In feathered friends, Rayah Jaymes lives in the San Francisco Bay area and has landlords who don't allow pets, but Jaymes' friends have parakeets (left). "I love all of my friends' pets and love to draw them!" Jaymes says. "Meet The Tonyas — they're so precious and animated!"
Across the country, are Nautilus, Green Bean, Nimbus and Nocturne, (right), four budgies shown in miniature paintings by Vivian Rosalee of Lowell, Mass.
Laura Kuisle of Rochester, Minn., made this photograph of her cats Luna (left), and Allie. "I caught both cats looking up, trying to smell the fresh spring air though the screen at the top of the door," Kuisle says. "It looks as through they are recharging in the sunlight."
There were so many extraordinary textures in the artworks you sent it was very hard to choose, but here are two of our favorites:
Zizu, left, is "brother, best friend and autism service dog," for Harrison Huguenin of New Jersey. "He likes to walk with me and sit by me in school (which I attend virtually) and when I do art. He is a big furry Great Pyrenees. I like to paint using different things. I painted this picture of Zizu using a fork. It was a lot of fun!"
And, on the right, Jess Burton of Ypsilanti, Mich., made this rendering of Remy, a standard poodle, using ink on watercolor paper.
Benny, Petey and Billy — collectively known as "The Goatie Boys" — graced the front of a holiday greeting card one year. Sandra "Sam" Adkins of Kalamazoo, Mich., says the Goatie Boys are "handsome, friendly and smart" and "fun to draw."
Lori Theis of Alameda, Calif., says she doesn't consider herself particularly artistic, but a year after she lost Chuckie (left), at age 14, she stumbled onto a class focused on making a mosaic of your pet. "I was still very sad and missed him greatly," Theis says. "I was so very pleased with the finished product and I think it captures his lovely spirit. I have it proudly on display in my dining room and smile each time I see it."

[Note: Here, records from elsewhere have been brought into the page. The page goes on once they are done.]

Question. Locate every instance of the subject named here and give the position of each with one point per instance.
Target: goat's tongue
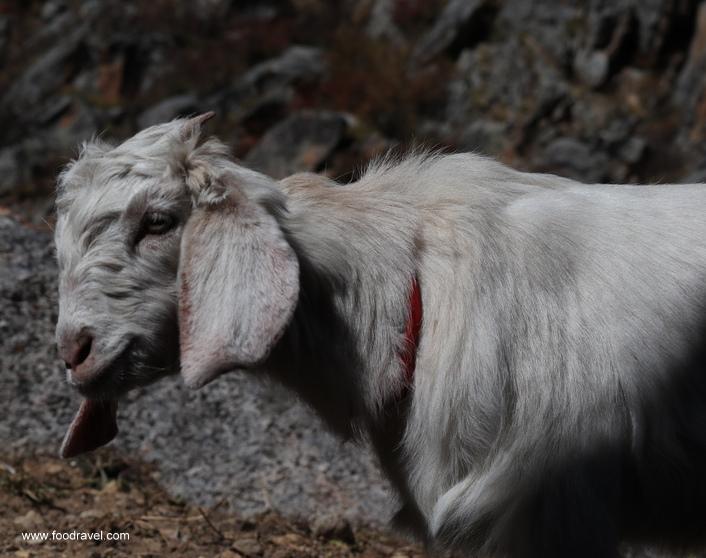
(93, 426)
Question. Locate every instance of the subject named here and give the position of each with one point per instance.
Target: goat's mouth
(95, 422)
(104, 381)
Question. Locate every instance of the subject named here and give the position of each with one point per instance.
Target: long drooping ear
(238, 287)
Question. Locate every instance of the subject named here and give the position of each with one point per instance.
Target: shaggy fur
(558, 405)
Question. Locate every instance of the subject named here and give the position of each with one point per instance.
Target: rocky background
(601, 90)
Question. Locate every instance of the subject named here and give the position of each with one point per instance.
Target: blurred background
(600, 90)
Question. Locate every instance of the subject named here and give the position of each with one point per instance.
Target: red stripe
(412, 332)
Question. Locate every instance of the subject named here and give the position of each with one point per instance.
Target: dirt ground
(105, 493)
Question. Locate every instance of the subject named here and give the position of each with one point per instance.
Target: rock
(45, 76)
(168, 109)
(334, 527)
(575, 159)
(461, 23)
(11, 170)
(689, 87)
(301, 142)
(484, 136)
(272, 81)
(592, 67)
(381, 24)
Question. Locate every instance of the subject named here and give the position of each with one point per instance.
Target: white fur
(558, 399)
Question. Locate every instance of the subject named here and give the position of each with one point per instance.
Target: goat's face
(119, 223)
(168, 254)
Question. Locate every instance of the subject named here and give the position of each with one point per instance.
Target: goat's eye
(157, 223)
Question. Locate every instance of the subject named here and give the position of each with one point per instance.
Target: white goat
(558, 402)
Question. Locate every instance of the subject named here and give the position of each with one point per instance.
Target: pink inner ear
(93, 426)
(239, 285)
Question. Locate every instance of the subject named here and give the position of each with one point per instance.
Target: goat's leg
(503, 512)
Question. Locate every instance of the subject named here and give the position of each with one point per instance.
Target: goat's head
(170, 256)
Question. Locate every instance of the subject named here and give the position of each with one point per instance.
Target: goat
(557, 401)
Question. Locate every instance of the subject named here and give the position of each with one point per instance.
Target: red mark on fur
(412, 333)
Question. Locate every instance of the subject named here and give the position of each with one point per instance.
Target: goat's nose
(75, 351)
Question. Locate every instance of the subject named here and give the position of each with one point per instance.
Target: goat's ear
(238, 287)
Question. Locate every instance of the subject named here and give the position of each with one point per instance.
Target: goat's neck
(341, 351)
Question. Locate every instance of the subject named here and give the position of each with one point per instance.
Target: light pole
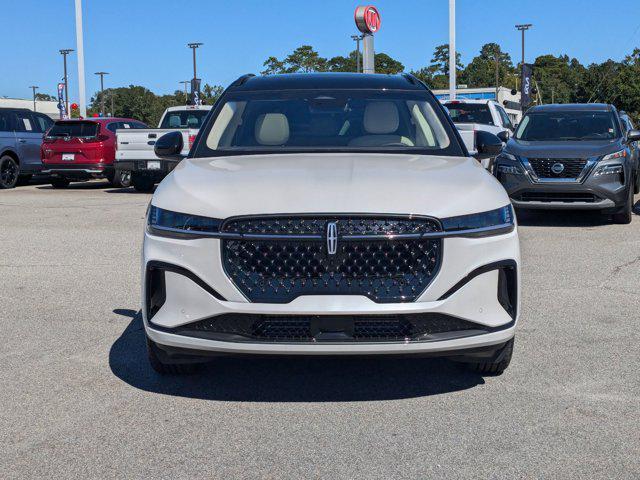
(193, 46)
(452, 49)
(64, 52)
(185, 83)
(34, 88)
(357, 39)
(523, 28)
(102, 74)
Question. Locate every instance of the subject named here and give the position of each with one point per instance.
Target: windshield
(74, 129)
(184, 119)
(338, 120)
(565, 126)
(469, 112)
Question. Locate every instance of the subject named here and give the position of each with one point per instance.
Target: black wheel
(60, 183)
(164, 368)
(121, 179)
(624, 216)
(9, 171)
(24, 180)
(498, 364)
(142, 183)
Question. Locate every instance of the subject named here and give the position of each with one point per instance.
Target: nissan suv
(573, 156)
(329, 214)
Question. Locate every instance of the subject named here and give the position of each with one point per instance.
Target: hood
(222, 187)
(567, 149)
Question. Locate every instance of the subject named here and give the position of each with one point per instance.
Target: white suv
(329, 214)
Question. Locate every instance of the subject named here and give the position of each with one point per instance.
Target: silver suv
(21, 133)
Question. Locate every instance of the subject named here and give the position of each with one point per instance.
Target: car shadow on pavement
(289, 379)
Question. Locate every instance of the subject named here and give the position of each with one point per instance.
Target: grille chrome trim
(504, 228)
(579, 179)
(386, 268)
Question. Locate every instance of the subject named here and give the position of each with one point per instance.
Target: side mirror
(633, 136)
(487, 144)
(169, 146)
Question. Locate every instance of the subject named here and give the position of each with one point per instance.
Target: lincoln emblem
(332, 238)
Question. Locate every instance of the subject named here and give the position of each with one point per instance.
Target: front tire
(9, 172)
(121, 179)
(164, 368)
(142, 183)
(497, 365)
(625, 215)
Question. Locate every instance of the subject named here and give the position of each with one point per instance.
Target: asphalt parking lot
(78, 399)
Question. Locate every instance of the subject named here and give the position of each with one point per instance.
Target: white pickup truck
(472, 116)
(134, 148)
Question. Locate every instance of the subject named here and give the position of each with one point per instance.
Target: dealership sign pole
(452, 50)
(80, 47)
(368, 22)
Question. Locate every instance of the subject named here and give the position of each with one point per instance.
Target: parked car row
(117, 149)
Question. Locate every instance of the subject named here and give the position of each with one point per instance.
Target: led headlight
(180, 225)
(612, 156)
(510, 169)
(493, 222)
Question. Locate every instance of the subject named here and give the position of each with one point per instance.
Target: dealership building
(510, 102)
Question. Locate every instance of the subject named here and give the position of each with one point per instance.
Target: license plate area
(331, 328)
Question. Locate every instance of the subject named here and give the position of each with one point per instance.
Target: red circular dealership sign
(367, 19)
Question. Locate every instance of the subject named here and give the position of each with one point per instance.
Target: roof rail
(411, 79)
(242, 79)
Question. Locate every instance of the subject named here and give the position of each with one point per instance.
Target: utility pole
(34, 88)
(102, 74)
(452, 49)
(64, 52)
(357, 39)
(80, 47)
(497, 76)
(523, 28)
(193, 47)
(185, 83)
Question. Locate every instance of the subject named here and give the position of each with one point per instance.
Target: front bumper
(605, 193)
(78, 171)
(206, 292)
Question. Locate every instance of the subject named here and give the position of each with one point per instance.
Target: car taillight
(97, 138)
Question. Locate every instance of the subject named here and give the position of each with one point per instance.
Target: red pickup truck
(79, 150)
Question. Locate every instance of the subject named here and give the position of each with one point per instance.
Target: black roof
(326, 81)
(572, 107)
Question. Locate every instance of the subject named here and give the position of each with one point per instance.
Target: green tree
(385, 64)
(481, 71)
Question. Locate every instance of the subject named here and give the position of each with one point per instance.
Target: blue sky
(143, 42)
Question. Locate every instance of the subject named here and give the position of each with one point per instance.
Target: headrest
(381, 118)
(174, 121)
(272, 129)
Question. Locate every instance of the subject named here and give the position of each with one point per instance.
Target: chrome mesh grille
(279, 270)
(572, 167)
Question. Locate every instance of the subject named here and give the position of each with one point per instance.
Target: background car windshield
(74, 129)
(184, 119)
(565, 126)
(470, 113)
(352, 120)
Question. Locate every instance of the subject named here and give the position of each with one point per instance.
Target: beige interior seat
(272, 129)
(381, 121)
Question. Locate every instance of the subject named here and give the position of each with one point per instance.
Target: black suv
(573, 156)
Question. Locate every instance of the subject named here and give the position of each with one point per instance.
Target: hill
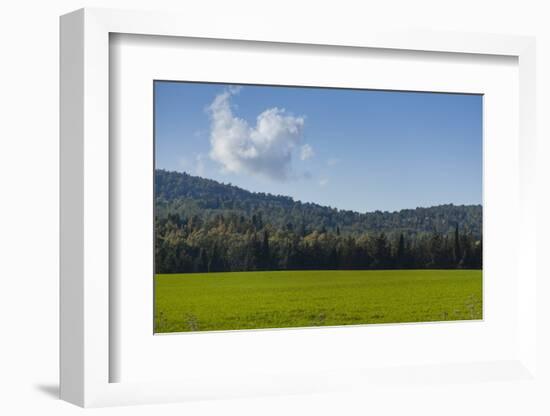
(191, 196)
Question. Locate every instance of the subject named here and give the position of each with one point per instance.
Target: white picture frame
(86, 350)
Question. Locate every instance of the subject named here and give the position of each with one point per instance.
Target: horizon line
(315, 203)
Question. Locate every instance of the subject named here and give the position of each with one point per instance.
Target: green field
(282, 299)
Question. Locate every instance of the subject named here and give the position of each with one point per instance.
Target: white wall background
(29, 184)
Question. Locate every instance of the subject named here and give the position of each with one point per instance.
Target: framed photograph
(281, 213)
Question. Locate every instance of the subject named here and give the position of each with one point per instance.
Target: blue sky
(351, 149)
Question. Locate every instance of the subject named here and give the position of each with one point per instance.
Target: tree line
(205, 226)
(236, 243)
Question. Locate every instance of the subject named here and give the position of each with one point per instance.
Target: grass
(282, 299)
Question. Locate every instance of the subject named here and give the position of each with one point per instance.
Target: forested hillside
(203, 225)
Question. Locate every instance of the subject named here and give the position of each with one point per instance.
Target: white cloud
(264, 149)
(306, 152)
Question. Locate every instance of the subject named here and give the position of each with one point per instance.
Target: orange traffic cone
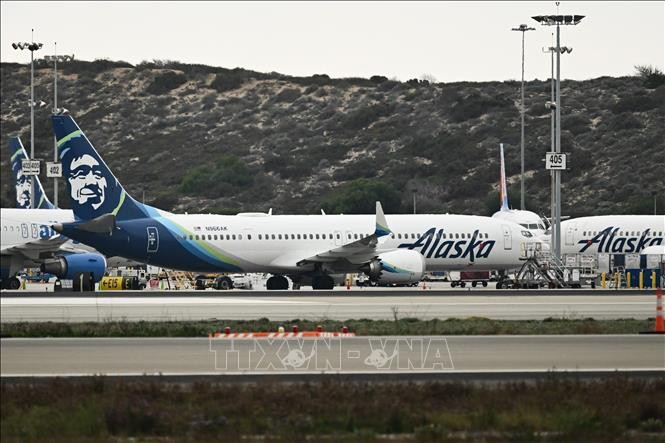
(660, 325)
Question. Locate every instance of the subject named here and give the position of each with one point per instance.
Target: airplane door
(570, 232)
(153, 239)
(507, 238)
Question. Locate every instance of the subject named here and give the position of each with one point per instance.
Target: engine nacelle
(67, 266)
(400, 267)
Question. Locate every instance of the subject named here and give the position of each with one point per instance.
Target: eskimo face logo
(22, 189)
(86, 181)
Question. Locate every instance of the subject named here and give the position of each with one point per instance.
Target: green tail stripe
(68, 137)
(122, 200)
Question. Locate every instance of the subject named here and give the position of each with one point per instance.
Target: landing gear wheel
(323, 282)
(277, 283)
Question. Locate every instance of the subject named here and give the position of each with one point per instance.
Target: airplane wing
(357, 252)
(34, 250)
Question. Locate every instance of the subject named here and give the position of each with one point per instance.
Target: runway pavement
(290, 305)
(389, 355)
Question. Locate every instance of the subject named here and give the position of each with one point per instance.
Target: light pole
(32, 47)
(551, 105)
(523, 28)
(557, 20)
(56, 58)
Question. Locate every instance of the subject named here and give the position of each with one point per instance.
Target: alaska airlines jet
(614, 234)
(29, 241)
(530, 220)
(22, 182)
(390, 249)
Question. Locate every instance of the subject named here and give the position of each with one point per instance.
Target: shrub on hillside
(163, 83)
(359, 197)
(228, 172)
(228, 81)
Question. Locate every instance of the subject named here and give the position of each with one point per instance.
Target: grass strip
(554, 409)
(405, 326)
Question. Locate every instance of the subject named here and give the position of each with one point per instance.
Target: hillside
(198, 138)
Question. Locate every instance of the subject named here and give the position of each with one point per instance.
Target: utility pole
(523, 28)
(32, 47)
(558, 20)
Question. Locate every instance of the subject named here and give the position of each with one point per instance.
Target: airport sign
(30, 167)
(555, 160)
(53, 169)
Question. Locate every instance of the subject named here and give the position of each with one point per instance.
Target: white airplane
(614, 234)
(390, 249)
(529, 220)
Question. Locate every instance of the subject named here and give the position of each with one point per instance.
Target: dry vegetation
(179, 131)
(555, 409)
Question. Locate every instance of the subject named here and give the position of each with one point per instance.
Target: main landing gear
(277, 283)
(323, 281)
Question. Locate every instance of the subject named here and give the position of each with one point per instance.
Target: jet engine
(69, 266)
(401, 266)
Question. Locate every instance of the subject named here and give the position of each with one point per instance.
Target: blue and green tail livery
(22, 182)
(92, 187)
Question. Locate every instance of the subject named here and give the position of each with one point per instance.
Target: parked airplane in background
(530, 220)
(22, 182)
(390, 249)
(617, 234)
(614, 234)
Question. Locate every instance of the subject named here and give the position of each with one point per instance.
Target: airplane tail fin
(92, 187)
(381, 228)
(503, 190)
(22, 182)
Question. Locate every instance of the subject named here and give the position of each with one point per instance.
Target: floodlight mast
(523, 28)
(32, 47)
(557, 20)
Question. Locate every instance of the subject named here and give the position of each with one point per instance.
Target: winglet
(381, 223)
(503, 191)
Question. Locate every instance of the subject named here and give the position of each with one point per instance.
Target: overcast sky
(452, 41)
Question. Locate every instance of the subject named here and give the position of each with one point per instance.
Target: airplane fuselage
(278, 244)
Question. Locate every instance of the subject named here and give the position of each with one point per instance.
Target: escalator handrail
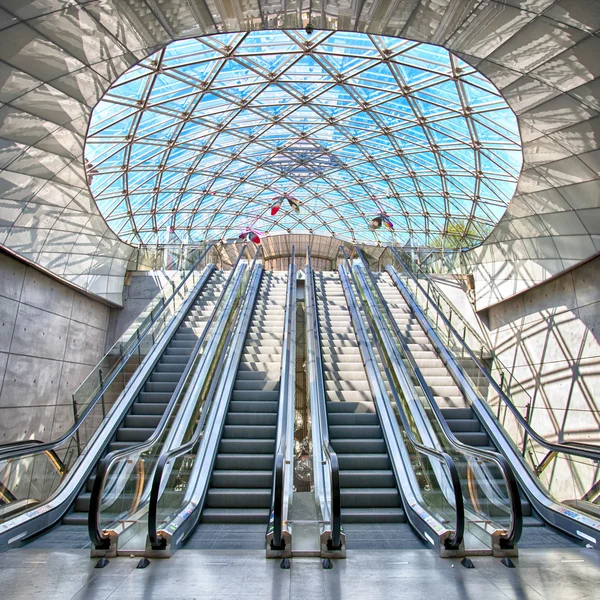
(157, 542)
(38, 448)
(478, 336)
(456, 539)
(335, 510)
(97, 536)
(581, 450)
(514, 533)
(286, 397)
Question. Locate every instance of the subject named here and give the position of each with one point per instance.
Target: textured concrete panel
(8, 316)
(87, 310)
(586, 281)
(30, 381)
(42, 291)
(25, 423)
(85, 343)
(3, 361)
(12, 275)
(40, 333)
(71, 377)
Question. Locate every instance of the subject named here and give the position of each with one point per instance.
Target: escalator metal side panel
(184, 523)
(26, 525)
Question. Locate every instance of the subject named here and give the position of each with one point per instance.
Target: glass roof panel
(200, 139)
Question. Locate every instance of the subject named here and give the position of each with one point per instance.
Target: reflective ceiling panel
(198, 140)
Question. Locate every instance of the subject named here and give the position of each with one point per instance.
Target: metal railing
(26, 469)
(577, 449)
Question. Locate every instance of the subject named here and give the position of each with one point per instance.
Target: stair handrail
(35, 447)
(97, 536)
(155, 541)
(457, 536)
(510, 539)
(580, 449)
(335, 541)
(285, 424)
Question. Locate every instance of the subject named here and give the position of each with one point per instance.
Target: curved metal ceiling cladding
(198, 140)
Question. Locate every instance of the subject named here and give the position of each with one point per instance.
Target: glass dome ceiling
(199, 140)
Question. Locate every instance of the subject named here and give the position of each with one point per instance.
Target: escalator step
(238, 498)
(242, 479)
(370, 497)
(233, 515)
(373, 515)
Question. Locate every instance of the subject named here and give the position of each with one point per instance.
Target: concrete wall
(51, 336)
(141, 287)
(57, 59)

Whiskers, a domestic tuxedo cat who died of cancer, is immortalized in stained glass (right). "I made a kitchen cabinet door with her likeness," explains Steven Taschereau of Burrillville, R.I. "The eyes are painted on the back sides of glass beads so that it looks like she's watching you as you move around the room."
Each year, Jillian Emmons of Providence, R.I., makes a tree ornament for her twin boys who were born just before Christmas. "The ornament must represent something from the past year, is stamped with the year, and is presented to them on their birthday. The idea is that over time the tree will be covered in memories of life. ... Decorating the tree has become a trip down memory lane that we all cherish." This ornament shows Bucket, the family's miniature Australian Shepherd.
And last, but certainly not least, Louie was adopted from the Washington Humane Society (now Humane Rescue Alliance) when he was about a year old. "He was super skinny, he had a tail that had been broken and healed incorrectly, and they told us he had been living on the street," says Laura Smythe of Cheverly, Md. "I did this portrait of him when we'd had him for about two years and I wanted to capture his sweet, scrappy and curious nature."
We could go on, and on, and on. Thank you for sharing your beautiful works of art and your beloved pets with us!